Der Frankenschock war auch ein Zinsschock. Wer sich vor dem 15. Januar – als die SNB den Mindestkurs aufgab – ein niedrigeres Zinsniveau nicht hatte vorstellen können, wurde eines Besseren belehrt: Die Rendite der Bundesobligationen ist derzeit sogar negativ. Für Investoren stellt dies keinen Grund zum Feiern dar, besonders wenn sie die Vermögenssteuer zu entrichten haben. Das ist bei vielen KMU-Besitzern der Fall. Denn die Vermögenssteuer ist als Sollertragssteuer definiert: Nicht der konkrete Ertrag wird besteuert, sondern eine angenommene Rendite. In einem Niedrigzinsumfeld kann dies zu einer horrenden Steuerbelastung führen.

Wie horrend hoch genau? Um dies zu schätzen, muss die Vermögenssteuer in eine Kapitalertragssteuer umgerechnet werden. Kapitalertrags- und Vermögenssteuer tun nämlich weitgehend dasselbe: eine Steuerschuld einfordern, die aus dem Kapitalertrag (beispielsweise Zinsen und Dividenden) bezahlt werden muss, wenn die Substanz erhalten bleiben soll. Ist die Rendite des Vermögens gering, wird das zusehends schwierig.

Addierte Belastungen

Bereits bei einer Vermögensrendite von 1% und einem Vermögenssteuersatz von 1‰ wirkt die Vermögenssteuer wie eine äquivalente Kapitalertragssteuer von 10%. Fällt die Vermögensrendite unter 0,25% – oder liegt der Vermögenssteuersatz über der Promillegrenze -, übersteigt die Vermögenssteuer den maximalen Grenzsteuersatz der Einkommenssteuer, der in der Schweiz bei rund 40% liegt.

Weil die Einkommenssteuer ebenfalls den Kapitalertrag erfasst, addieren sich die zwei Steuern zu Gesamtbelastungen, die mehr als 100% des Kapitalertrags betragen können. Die Steuerbelastung auf der Rendite des Vermögens ist also umso höher, je weniger rentabel das Vermögen ist. Insofern kratzt die Vermögenssteuer sogar am Prinzip der Leistungsfähigkeit der Besteuerung.
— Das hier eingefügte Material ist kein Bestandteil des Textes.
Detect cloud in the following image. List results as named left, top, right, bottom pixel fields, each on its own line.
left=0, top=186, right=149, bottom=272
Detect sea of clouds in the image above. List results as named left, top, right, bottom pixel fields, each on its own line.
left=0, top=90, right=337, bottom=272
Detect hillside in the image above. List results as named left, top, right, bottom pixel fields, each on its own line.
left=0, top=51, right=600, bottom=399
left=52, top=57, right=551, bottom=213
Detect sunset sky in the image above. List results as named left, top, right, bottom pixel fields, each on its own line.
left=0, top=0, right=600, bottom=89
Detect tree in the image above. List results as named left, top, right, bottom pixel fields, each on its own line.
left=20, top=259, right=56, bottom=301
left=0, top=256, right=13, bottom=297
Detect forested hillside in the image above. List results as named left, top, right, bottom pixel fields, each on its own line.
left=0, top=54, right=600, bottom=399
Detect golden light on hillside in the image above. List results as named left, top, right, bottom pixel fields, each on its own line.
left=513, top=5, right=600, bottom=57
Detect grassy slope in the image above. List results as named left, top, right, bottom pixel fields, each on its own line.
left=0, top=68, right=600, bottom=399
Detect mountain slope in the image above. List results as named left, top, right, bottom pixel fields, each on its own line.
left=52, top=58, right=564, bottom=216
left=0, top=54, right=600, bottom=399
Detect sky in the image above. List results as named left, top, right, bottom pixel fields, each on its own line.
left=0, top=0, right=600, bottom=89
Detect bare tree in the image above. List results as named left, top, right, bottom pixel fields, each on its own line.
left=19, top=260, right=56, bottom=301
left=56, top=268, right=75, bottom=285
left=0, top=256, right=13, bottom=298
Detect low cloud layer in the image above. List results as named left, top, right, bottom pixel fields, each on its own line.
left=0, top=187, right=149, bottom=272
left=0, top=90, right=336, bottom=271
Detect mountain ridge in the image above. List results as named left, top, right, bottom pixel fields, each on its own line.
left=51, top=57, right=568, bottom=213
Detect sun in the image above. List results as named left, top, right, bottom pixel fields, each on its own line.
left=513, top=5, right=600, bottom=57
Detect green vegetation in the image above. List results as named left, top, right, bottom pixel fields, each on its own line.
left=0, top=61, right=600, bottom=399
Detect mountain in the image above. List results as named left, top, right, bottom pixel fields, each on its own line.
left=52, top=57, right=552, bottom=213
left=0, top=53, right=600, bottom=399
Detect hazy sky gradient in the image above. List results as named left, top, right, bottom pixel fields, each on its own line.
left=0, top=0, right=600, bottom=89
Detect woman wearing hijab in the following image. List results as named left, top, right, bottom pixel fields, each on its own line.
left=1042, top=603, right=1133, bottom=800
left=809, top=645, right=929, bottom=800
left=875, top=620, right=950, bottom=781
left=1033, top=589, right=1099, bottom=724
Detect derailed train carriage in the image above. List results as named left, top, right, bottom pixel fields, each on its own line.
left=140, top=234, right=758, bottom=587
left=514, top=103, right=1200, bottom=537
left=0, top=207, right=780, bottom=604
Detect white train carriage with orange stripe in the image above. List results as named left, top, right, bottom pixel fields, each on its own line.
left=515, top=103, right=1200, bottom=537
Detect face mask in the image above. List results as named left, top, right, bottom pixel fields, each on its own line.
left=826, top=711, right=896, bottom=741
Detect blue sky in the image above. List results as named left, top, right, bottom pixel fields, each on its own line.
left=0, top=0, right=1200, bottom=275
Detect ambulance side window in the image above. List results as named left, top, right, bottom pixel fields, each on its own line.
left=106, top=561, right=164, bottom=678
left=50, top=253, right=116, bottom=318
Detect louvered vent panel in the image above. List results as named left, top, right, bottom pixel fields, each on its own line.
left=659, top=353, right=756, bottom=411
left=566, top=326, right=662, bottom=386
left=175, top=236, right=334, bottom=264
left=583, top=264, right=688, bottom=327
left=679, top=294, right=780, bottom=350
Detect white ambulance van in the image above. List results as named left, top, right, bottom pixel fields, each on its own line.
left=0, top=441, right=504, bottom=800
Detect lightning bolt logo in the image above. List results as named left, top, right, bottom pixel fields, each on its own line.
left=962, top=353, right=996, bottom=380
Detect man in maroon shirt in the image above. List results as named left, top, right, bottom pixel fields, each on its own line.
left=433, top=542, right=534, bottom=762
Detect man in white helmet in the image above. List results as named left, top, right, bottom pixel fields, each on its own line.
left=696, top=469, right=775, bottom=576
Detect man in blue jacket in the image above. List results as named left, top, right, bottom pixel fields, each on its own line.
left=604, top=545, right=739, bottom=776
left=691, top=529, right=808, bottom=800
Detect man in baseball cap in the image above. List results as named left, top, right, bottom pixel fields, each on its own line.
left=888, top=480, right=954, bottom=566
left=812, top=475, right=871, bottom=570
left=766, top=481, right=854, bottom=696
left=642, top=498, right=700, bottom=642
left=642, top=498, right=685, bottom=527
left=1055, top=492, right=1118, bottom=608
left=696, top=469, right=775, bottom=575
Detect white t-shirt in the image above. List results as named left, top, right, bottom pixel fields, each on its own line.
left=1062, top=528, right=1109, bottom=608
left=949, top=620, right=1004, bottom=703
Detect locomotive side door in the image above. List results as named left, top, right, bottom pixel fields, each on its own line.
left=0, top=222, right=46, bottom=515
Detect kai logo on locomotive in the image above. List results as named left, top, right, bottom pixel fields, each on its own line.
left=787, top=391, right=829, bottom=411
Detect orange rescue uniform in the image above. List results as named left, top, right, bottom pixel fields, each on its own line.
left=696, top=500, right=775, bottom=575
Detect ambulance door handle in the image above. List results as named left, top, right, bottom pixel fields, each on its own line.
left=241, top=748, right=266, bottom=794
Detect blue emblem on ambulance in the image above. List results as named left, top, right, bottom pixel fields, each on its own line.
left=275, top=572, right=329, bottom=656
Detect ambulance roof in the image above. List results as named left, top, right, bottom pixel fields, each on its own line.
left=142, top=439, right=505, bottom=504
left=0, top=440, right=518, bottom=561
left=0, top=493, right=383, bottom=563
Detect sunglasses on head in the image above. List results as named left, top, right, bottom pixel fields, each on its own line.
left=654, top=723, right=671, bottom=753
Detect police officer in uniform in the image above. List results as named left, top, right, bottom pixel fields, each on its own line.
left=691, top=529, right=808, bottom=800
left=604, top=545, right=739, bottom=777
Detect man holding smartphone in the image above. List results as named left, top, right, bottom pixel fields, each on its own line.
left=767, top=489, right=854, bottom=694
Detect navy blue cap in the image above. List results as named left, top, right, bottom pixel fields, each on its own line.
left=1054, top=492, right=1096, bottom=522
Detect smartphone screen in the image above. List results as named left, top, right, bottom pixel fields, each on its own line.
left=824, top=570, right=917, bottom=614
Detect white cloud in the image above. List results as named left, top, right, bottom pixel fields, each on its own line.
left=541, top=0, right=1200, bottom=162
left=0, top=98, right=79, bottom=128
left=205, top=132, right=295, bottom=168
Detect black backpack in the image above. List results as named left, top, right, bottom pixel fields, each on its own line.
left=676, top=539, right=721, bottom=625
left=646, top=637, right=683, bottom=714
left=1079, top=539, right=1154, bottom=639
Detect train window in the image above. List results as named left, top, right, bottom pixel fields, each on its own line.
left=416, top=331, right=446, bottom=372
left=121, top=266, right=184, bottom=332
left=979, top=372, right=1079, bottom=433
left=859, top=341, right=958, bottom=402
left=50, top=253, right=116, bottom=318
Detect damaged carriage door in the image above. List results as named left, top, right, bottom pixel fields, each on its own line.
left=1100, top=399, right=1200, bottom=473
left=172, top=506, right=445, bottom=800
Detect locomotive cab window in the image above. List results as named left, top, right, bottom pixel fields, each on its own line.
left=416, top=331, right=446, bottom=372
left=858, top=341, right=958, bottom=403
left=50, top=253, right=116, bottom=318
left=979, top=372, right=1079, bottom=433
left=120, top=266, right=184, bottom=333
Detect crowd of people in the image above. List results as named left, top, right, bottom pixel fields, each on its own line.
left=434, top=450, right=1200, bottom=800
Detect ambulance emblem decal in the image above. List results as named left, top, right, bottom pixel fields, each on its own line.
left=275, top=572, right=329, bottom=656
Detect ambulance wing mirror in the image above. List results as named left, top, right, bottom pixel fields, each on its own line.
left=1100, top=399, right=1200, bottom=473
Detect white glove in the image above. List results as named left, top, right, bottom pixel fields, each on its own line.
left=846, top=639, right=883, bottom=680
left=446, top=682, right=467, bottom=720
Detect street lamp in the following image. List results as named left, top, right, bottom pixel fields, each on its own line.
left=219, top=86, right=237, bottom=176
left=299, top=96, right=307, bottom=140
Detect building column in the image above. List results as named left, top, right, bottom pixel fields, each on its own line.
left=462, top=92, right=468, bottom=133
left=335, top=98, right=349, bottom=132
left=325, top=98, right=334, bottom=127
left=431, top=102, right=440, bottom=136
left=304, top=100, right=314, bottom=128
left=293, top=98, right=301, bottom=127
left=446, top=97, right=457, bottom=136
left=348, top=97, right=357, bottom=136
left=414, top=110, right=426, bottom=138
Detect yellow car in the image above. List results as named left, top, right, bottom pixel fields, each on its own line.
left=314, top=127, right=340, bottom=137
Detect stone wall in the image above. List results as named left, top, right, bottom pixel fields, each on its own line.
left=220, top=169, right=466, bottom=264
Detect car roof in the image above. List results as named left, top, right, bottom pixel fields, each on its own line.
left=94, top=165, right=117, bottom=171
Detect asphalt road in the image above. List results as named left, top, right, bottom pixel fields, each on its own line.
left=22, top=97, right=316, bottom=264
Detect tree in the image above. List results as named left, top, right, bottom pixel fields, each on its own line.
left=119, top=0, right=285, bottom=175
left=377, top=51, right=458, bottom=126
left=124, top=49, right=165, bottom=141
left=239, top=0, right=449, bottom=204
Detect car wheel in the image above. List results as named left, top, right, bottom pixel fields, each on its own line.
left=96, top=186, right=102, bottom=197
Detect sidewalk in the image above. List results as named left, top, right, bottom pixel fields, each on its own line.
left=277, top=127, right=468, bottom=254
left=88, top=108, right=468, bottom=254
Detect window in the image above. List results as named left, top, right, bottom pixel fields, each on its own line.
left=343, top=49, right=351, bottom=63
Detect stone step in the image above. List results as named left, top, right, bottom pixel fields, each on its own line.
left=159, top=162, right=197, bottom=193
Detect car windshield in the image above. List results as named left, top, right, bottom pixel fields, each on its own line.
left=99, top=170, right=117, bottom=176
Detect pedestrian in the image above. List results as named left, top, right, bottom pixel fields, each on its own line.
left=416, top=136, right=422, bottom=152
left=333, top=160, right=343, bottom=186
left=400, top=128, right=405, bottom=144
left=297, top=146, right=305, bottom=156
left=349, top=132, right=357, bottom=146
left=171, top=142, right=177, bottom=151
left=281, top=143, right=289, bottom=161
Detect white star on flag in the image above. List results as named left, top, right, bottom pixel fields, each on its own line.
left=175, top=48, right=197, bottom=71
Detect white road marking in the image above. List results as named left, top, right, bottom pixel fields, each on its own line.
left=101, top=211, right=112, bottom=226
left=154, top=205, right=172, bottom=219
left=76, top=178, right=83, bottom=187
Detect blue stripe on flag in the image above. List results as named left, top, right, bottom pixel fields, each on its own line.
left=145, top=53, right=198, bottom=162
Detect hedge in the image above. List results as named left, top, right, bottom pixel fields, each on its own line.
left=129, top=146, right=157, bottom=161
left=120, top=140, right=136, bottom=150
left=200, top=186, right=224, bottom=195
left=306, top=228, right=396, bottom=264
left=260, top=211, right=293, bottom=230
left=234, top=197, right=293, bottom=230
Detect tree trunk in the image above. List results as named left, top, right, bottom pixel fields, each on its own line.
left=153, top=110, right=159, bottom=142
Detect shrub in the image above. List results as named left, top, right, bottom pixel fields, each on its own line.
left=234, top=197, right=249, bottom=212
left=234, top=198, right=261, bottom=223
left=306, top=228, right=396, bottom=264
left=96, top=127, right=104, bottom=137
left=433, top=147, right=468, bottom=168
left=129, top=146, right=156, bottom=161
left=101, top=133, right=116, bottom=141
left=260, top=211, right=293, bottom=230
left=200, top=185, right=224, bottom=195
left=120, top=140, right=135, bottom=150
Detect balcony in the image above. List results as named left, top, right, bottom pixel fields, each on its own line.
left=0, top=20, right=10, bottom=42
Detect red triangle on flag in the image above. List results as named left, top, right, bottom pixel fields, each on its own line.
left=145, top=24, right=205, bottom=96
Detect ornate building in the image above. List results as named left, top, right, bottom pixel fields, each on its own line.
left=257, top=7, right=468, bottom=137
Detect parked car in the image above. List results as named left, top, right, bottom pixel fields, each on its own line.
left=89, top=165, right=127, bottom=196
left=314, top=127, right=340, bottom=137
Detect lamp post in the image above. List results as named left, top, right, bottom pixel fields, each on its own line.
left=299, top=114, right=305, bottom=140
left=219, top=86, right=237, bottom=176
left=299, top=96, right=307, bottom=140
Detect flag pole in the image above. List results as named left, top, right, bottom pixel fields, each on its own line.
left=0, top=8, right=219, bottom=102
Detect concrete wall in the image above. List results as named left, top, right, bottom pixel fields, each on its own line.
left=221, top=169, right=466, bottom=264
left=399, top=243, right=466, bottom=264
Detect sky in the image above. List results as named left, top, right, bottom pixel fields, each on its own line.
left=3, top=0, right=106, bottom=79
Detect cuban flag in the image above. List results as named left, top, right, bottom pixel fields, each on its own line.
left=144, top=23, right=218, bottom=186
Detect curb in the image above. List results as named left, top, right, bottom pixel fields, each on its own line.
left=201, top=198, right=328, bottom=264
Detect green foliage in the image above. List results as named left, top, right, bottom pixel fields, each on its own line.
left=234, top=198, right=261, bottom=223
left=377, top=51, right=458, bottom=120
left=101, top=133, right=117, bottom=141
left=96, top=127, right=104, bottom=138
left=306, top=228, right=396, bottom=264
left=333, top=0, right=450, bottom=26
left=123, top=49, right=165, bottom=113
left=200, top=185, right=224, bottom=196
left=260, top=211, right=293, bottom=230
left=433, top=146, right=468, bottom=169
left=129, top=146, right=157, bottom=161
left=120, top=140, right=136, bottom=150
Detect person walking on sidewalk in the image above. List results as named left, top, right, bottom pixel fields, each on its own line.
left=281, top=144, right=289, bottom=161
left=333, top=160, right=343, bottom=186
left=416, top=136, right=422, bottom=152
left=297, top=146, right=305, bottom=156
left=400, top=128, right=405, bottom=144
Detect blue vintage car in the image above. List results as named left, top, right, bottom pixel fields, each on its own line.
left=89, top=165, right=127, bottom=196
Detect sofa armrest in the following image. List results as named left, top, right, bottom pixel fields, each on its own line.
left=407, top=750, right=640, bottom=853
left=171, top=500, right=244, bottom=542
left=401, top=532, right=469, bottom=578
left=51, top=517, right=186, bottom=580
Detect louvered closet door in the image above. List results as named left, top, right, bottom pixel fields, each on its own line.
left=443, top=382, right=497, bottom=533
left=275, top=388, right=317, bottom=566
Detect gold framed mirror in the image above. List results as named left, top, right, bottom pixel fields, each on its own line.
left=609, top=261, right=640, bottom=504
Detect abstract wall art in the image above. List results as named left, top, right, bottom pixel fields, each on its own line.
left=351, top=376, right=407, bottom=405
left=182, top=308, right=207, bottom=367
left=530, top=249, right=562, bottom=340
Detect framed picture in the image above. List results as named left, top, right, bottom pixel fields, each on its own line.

Belastungen in dieser Höhe sind nicht nur aus Sicht der Steuergerechtigkeit ein Problem. Sie verursachen Verzerrungen, die sich in unterschiedlichen Verhaltensanpassungen der Besteuerten äussern. Einige Steuerpflichtige werden versuchen, die Steuern zu umgehen, andere werden viele Ressourcen für die Steueroptimierung einsetzen – Ressourcen, die produktiver eingesetzt werden könnten. Im Extremfall werden sie gänzlich auf Investitionen verzichten und das Vermögen verzehren. Der Anreiz, selbst unternehmerisch tätig zu werden, wird auf diese Weise geschwächt.

Niedrige Zinsen spiegeln auch die mangelnden Investitionsopportunitäten im aktuellen Marktumfeld – und dies lässt sich nicht leicht beeinflussen. Eine hohe effektive Besteuerung des Vermögens und des Kapitalertrags ist hingegen eine direkte Folge des Steuersystems. Es erstaunt daher nicht, dass sich viele Finanzwissenschaftler – von Exoten wie Thomas Piketty abgesehen – immer wieder für eine Milderung der Vermögensbesteuerung ausgesprochen haben.

Keine gute Idee

Ausgangspunkt vieler Reformvorschläge ist die Erkenntnis, dass Vermögen nichts anderes als aufgeschobenen Konsum darstellt. Eine seit Jahrzehnten immer wieder diskutierte Alternative sieht deshalb den Übergang zu umfassenderen Konsumsteuern vor. Als Steuerbasis würde nicht ein fiktiver Sollertrag dienen, wie dies bei der Vermögenssteuer der Fall ist, sondern die tatsächlichen Ausgaben für den Konsum. Damit könnte die Vermögens- und Ersparnisbildung geschont werden.

Umso bedenklicher also, dass in der Schweiz eine Volksinitiative die Einführung einer nationalen Erbschaftssteuer verlangt – und dadurch das Betriebsvermögen noch stärker besteuert werden soll. In einer für die Unternehmen ohnehin schwierigen Phase wie dieser ist das keine gute Idee.

Dieser Artikel erschien unter dem Titel «Niedrige Zinsen zehren an der Substanz»
in der  «Finanz und Wirtschaft» vom 21. März 2015.